Se il bisogno di pensiero, di punti di riferimento, priorità e criteri chiari e di valore è una necessità per maturare e per la positività delle relazioni, tanto più questo bisogno si fa sentire per il discepolo di Cristo, che è chiamato a vivere la relazionalità umana in pienezza e orientata verso la comunione con lui.
Se crediamo davvero in Gesù Cristo, sappiamo e sentiamo dentro di noi che è lui la fonte di ogni bene e il criterio di ogni amore e che, per il bene nostro e degli altri, le scelte che facciamo devono trovare in lui il loro fondamento e il loro fine.
Un amore terreno fondato e mosso dalla fede e dall’amore per Cristo, è un amore che guarda sempre al bene, qualunque sia la croce che questa vita ci chiede di portare.
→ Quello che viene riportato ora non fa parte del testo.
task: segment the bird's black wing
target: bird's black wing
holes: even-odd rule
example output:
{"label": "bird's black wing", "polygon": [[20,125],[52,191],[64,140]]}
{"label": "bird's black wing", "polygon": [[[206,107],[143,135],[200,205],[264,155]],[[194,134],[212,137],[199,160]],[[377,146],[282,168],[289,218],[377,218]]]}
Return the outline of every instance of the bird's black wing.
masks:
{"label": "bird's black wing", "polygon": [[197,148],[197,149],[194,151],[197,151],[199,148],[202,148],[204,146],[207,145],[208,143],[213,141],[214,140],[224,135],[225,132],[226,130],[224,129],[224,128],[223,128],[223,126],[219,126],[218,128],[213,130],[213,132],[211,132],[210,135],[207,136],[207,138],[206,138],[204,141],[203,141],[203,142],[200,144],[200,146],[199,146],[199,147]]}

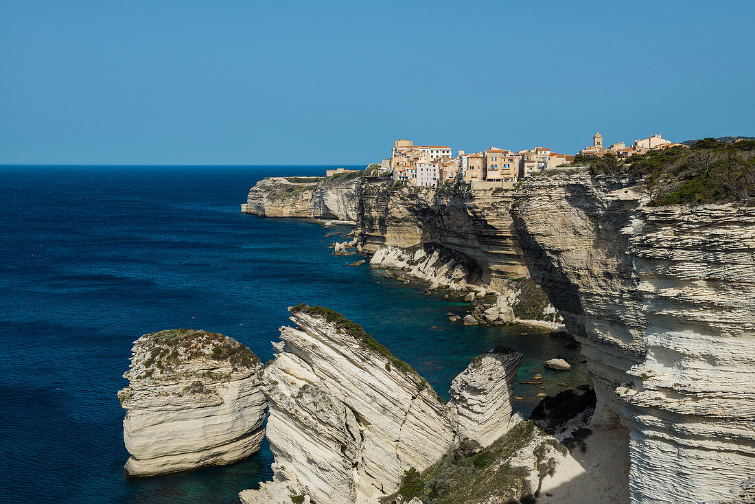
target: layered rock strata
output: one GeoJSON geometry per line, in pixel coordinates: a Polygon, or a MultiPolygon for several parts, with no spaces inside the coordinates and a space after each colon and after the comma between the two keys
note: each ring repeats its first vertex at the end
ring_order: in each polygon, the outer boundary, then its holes
{"type": "Polygon", "coordinates": [[[263,379],[274,478],[244,502],[374,502],[452,447],[442,401],[408,364],[326,308],[291,313],[263,379]]]}
{"type": "Polygon", "coordinates": [[[119,392],[133,476],[230,464],[251,455],[264,437],[263,366],[221,334],[174,329],[134,345],[119,392]]]}
{"type": "Polygon", "coordinates": [[[501,280],[497,283],[498,291],[467,282],[470,277],[468,259],[445,248],[427,251],[421,246],[408,249],[384,246],[372,255],[370,266],[395,271],[399,275],[399,280],[414,278],[425,282],[430,290],[445,289],[466,292],[464,301],[495,295],[495,303],[482,305],[484,313],[473,314],[479,322],[528,323],[541,320],[557,324],[562,321],[547,296],[532,279],[501,280]]]}
{"type": "Polygon", "coordinates": [[[362,187],[362,252],[435,244],[464,258],[468,281],[499,290],[527,274],[509,209],[512,191],[443,192],[426,187],[362,187]]]}
{"type": "Polygon", "coordinates": [[[513,385],[523,357],[507,347],[497,347],[454,379],[446,414],[461,439],[488,447],[512,427],[513,385]]]}
{"type": "Polygon", "coordinates": [[[274,177],[249,191],[244,213],[354,222],[359,217],[358,174],[337,178],[274,177]]]}
{"type": "Polygon", "coordinates": [[[618,389],[636,502],[729,496],[755,468],[755,209],[642,208],[625,233],[647,319],[618,389]]]}
{"type": "Polygon", "coordinates": [[[633,502],[725,499],[755,466],[755,209],[650,208],[626,177],[526,181],[533,278],[582,344],[633,502]]]}

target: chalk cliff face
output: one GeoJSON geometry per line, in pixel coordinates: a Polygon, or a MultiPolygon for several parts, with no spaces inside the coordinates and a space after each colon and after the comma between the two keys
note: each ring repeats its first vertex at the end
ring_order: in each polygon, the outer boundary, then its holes
{"type": "Polygon", "coordinates": [[[146,476],[229,464],[257,452],[264,437],[263,366],[220,334],[174,329],[134,345],[123,438],[126,470],[146,476]]]}
{"type": "Polygon", "coordinates": [[[621,233],[639,206],[632,187],[627,178],[538,177],[522,184],[512,212],[532,278],[582,344],[599,425],[627,423],[614,391],[644,354],[639,278],[621,233]]]}
{"type": "Polygon", "coordinates": [[[423,470],[452,446],[443,404],[408,364],[361,327],[319,307],[291,309],[264,373],[273,481],[245,502],[373,502],[404,471],[423,470]]]}
{"type": "Polygon", "coordinates": [[[274,177],[249,191],[242,212],[267,217],[299,217],[354,221],[359,219],[361,177],[318,179],[274,177]]]}
{"type": "Polygon", "coordinates": [[[649,208],[626,178],[525,182],[533,278],[582,343],[633,502],[726,499],[755,465],[755,209],[649,208]]]}
{"type": "Polygon", "coordinates": [[[362,248],[436,244],[466,259],[468,280],[501,290],[505,279],[527,274],[509,213],[512,191],[442,192],[426,187],[365,184],[362,248]]]}
{"type": "Polygon", "coordinates": [[[523,357],[510,348],[496,348],[454,379],[446,412],[460,438],[487,447],[513,426],[513,385],[523,357]]]}

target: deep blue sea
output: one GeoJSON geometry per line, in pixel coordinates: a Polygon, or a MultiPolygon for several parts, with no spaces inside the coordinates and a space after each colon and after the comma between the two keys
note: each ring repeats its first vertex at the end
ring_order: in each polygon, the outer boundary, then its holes
{"type": "MultiPolygon", "coordinates": [[[[468,307],[425,296],[335,257],[319,224],[240,213],[249,187],[324,167],[0,166],[0,501],[239,502],[270,478],[247,461],[128,479],[116,397],[132,342],[164,329],[222,332],[262,360],[286,307],[332,308],[361,323],[444,397],[453,377],[498,344],[525,353],[520,379],[586,380],[542,369],[565,340],[519,326],[464,327],[468,307]]],[[[348,230],[339,227],[329,230],[348,230]]],[[[528,411],[538,392],[517,385],[528,411]]]]}

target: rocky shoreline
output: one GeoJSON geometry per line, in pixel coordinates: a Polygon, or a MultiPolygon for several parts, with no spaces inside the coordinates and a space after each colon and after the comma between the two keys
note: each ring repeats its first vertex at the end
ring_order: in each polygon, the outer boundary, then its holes
{"type": "Polygon", "coordinates": [[[590,425],[624,447],[627,500],[741,490],[755,462],[752,209],[649,207],[641,181],[578,169],[514,190],[328,184],[289,191],[293,204],[260,183],[244,211],[357,222],[349,245],[373,267],[470,302],[495,294],[467,323],[562,318],[594,383],[590,425]]]}

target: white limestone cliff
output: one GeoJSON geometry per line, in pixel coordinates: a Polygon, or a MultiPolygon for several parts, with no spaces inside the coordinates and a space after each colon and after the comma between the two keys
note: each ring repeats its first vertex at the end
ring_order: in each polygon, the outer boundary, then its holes
{"type": "Polygon", "coordinates": [[[474,359],[451,384],[446,414],[460,439],[492,444],[511,428],[511,400],[523,355],[497,347],[474,359]]]}
{"type": "Polygon", "coordinates": [[[631,428],[631,502],[725,501],[755,467],[755,209],[649,207],[635,184],[526,181],[519,243],[582,344],[593,425],[631,428]]]}
{"type": "Polygon", "coordinates": [[[243,502],[375,502],[452,447],[442,401],[408,364],[331,311],[291,312],[263,378],[273,481],[243,502]]]}
{"type": "Polygon", "coordinates": [[[230,464],[257,452],[264,437],[263,366],[221,334],[174,329],[134,345],[123,438],[133,476],[230,464]]]}
{"type": "Polygon", "coordinates": [[[361,173],[328,178],[270,177],[249,190],[244,213],[266,217],[359,220],[361,173]]]}

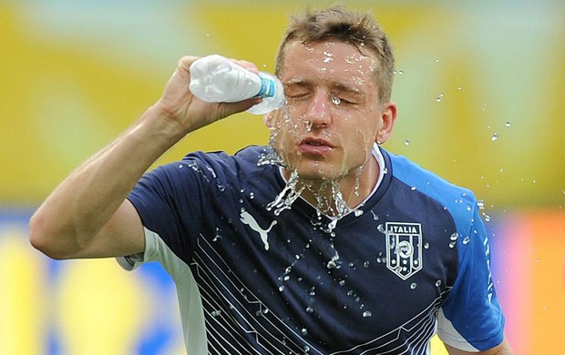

In Cristo, quando ci sembra di perdere in realtà troviamo.
Il senso e la pienezza della nostra vita sono dati dal modo in cui decliniamo nella nostra concreta e specifica situazione i verbi usati da Gesù nel vangelo di oggi: amare, seguire, trovare e perdere, accogliere, donare e ricevere.
Per verificare se e come viviamo questi verbi nella concretezza della nostra vita avendo come riferimento Cristo, ogni tanto può essere utile cambiare prospettiva e godere per ciò che riceviamo: di chi accoglie noi in nome di Cristo e di chi ci ascolta come testimoni della sua parola, nonostante tutti i nostri limiti.